60% of marketers will use artificial intelligence to boost content marketing

A majority of enterprise marketers are looking to implement artificial intelligence (AI) technologies including machine learning as part of their content marketing strategies. According to a survey of 500 digital marketers by BrightEdge, the SEO and content performance marketing firm, brands are beginning to use AI to personalise their customer experiences with smart content.
BrightEdge defines smart content as a blend of search marketing, AI and content marketing.
Marketers said that AI and voice search were major future goals.

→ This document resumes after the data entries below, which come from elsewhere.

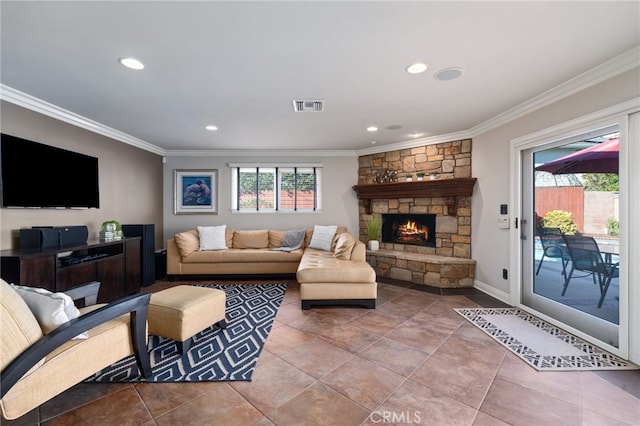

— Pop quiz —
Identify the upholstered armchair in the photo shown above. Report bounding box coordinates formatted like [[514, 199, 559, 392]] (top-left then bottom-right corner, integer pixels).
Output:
[[0, 279, 151, 420]]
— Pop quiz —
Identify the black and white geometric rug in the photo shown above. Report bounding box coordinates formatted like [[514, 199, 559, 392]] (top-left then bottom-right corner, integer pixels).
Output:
[[455, 308, 638, 371], [86, 284, 287, 383]]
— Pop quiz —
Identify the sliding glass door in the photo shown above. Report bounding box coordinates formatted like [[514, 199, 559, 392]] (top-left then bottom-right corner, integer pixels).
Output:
[[518, 125, 626, 348]]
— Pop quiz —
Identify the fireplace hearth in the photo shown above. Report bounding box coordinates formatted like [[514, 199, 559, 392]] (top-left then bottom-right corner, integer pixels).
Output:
[[382, 214, 436, 247]]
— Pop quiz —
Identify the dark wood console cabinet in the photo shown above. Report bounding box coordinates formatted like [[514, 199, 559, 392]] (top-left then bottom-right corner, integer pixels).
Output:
[[0, 237, 141, 303]]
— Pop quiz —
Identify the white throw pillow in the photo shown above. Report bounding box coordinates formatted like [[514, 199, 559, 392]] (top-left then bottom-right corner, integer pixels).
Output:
[[11, 284, 89, 339], [198, 225, 228, 251], [309, 225, 338, 251]]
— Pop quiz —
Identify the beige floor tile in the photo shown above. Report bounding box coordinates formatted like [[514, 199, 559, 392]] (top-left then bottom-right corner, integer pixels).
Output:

However, the majority of marketers and agencies had not added any of these components as part of their digital marketing strategy.
Around 60% of marketers are planning to use AI to develop their content marketing strategy in 2018. That’s a significant rise from 2017, when just 43% of marketers were planning to use AI or deep learning.

Another 75% of them said that AI, personalisation and voice search were dominating their future plans.
The respondents consider personalisation the most important next big technology in 2018 (29%), followed by AI (26%) and voice search (22%).

“Despite some of the hype surrounding artificial intelligence, this survey shows that AI is very real and marketers are adopting AI-first technology in search and content marketing sectors faster than most,”  said Jim Yu, CEO of BrightEdge. “The insights that AI brings allows marketers to make smarter and faster decisions to deliver compelling customer experiences that perform.”

At the same time, AI is perceived to offer significant beneifts including a better understanding of the customer (31%), more productivity and time-saving (27%), better performing content (15%) and increased ROI (8%).

However, the core hurdles to implementing AI include a general confusion as to what AI really is (30%) and budget challenges (28%). Another key challenge is that 58% of respondents said their company was lacking a data scientist.
For 54% of marketers, AI is however already a must-have, whilst a quarter of them continue to be sceptical as to whether it could deliver on benefits.